The pituitary gland was removed (47) from a man with malignant melanoma, but regression of the tumor did not occur.

Hypophysectomy was introduced as a therapeutic measure in mammary cancer by Luft, Olivecro-na, and Sjogren (37). The perspicacity, tenacity of purpose, and the skill of the Stockholm workers are admirable in their approach to this problem. The rationale for this procedure in mammary cancer is the profound atrophy of the accessory sex structures which follows removal of the pituitary; in the rat (22) and dog (25) this atrophy is more profound than that following adrenalectomy and ovariectomy.
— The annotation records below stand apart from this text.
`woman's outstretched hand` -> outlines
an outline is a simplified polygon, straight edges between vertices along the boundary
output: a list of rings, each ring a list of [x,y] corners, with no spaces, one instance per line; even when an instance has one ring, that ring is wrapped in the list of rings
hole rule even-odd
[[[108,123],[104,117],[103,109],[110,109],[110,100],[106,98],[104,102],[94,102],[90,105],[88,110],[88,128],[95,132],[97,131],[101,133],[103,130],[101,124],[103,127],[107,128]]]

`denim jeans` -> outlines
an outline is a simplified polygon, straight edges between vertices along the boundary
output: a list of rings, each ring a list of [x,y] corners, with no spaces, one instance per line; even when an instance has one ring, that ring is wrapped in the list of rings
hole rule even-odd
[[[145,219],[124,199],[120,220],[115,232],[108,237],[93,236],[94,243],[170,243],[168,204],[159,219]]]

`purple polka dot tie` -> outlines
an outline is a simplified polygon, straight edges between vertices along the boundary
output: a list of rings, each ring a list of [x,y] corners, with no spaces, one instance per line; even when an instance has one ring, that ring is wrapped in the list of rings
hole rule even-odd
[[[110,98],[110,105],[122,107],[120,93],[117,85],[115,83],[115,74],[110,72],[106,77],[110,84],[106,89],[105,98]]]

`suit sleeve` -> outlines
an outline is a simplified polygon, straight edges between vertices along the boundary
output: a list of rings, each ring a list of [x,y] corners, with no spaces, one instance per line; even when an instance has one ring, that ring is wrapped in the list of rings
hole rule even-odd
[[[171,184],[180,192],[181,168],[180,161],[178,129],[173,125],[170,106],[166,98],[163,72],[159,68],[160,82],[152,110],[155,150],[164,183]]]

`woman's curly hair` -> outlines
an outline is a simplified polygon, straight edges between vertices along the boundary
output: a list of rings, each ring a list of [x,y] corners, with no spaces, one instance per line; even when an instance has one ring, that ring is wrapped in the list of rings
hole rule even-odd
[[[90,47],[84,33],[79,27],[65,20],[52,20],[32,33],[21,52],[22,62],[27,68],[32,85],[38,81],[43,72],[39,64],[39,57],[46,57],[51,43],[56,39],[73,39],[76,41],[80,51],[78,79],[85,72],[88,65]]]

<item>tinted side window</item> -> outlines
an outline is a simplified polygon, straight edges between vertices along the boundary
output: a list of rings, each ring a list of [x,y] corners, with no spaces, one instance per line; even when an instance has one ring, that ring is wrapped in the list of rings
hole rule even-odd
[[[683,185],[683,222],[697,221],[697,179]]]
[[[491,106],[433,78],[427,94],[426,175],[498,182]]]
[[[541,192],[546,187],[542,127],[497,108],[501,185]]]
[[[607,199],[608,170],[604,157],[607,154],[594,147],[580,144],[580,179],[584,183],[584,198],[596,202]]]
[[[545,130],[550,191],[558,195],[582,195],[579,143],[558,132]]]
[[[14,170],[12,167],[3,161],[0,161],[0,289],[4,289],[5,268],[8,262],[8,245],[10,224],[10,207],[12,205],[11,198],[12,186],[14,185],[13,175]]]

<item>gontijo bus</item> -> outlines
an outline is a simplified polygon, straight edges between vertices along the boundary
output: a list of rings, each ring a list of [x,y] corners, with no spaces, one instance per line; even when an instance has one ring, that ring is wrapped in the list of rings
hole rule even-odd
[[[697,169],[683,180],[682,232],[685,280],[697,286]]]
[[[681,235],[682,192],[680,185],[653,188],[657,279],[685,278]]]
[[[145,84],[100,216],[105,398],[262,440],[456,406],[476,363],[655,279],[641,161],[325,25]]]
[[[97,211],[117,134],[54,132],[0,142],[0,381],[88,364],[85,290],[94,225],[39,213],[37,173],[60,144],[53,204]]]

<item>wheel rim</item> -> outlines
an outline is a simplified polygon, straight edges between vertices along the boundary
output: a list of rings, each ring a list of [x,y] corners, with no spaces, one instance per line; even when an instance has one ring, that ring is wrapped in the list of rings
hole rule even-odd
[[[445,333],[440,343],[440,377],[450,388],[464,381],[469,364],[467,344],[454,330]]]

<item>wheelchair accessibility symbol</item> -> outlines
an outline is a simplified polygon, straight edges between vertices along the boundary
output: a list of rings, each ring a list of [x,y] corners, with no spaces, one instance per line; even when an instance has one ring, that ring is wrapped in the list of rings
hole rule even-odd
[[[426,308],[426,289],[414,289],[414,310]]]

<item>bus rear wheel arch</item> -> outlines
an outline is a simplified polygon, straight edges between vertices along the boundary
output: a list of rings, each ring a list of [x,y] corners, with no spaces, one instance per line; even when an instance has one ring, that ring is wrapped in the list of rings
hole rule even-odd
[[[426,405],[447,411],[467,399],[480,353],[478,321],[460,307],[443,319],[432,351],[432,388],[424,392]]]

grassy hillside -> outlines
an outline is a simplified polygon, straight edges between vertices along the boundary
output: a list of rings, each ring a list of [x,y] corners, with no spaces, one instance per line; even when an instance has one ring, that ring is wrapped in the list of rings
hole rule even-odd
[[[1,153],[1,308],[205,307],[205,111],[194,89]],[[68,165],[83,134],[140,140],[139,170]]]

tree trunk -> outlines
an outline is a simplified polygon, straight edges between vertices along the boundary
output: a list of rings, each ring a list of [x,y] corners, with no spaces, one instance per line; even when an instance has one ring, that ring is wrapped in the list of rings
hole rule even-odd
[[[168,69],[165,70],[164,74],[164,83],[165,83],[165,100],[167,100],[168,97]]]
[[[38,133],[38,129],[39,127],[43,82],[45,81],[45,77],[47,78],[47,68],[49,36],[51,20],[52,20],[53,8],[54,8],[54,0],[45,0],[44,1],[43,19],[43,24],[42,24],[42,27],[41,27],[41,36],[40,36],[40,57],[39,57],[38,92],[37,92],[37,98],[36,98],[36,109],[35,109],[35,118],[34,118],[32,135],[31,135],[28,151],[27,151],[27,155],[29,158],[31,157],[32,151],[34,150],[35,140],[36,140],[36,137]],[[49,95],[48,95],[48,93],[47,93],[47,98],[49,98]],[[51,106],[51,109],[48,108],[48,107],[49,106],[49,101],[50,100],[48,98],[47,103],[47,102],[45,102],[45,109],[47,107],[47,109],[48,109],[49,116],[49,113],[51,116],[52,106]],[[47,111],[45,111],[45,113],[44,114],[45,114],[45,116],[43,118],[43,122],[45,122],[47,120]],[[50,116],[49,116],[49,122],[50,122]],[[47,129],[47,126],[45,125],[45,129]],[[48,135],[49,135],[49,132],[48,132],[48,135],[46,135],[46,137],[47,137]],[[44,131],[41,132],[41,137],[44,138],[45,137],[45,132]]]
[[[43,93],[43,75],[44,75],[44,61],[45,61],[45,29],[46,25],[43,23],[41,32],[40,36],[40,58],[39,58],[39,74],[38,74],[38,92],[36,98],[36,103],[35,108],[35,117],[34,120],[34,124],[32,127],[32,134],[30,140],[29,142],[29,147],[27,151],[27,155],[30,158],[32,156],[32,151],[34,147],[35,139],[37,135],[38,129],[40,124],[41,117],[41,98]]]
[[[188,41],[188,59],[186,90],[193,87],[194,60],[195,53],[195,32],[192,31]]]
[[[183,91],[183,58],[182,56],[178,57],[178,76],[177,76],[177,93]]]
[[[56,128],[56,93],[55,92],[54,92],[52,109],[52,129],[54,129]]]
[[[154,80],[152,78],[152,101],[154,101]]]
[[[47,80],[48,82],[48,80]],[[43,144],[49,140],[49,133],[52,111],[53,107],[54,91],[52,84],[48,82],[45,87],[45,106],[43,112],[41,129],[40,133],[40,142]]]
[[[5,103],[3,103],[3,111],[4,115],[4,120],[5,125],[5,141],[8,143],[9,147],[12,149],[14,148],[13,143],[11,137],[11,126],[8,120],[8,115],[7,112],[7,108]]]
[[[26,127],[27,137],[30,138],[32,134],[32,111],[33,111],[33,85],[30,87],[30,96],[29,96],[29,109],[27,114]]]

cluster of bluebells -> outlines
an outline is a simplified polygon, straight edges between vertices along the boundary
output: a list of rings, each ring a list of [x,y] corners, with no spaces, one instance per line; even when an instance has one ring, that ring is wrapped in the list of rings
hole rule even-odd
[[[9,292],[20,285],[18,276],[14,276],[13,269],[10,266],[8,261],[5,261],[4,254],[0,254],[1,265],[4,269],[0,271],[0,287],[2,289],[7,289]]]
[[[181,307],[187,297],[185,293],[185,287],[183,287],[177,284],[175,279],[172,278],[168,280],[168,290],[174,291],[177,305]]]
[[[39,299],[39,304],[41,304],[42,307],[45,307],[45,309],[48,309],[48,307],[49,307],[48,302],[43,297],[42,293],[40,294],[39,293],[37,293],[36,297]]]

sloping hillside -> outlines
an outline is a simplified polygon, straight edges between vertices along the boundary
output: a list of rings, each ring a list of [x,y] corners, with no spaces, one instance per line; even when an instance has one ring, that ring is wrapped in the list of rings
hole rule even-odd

These animals deprived of the pituitary require no substitution therapy. Hypophysec-tomized man develops adrenal insufficiency (43) unless treated with appropriate steroids, and myxedema usually appears in a few weeks after hypophysectomy.

It is certain that remission of mammary cancer follows hypophysectomy in some cases (86, 45). Hypophysectomy induced objective remissions in 21 of 41 patients with advanced cancer (43). Pearson et al. (43) have reported that certain women, who had undergone castration and adrenalectomy earlier, received additional objective improvement in the form of regression of the carcinoma from hypophysectomy which was performed later.

Pearson et al. (44) have presented evidence to indicate that beef pituitary growth hormone caused an increased excretion of calcium in the urine of an hypophysectomized woman with breast cancer; but it is not yet certain that breast cancers are directly dependent on protein hormones.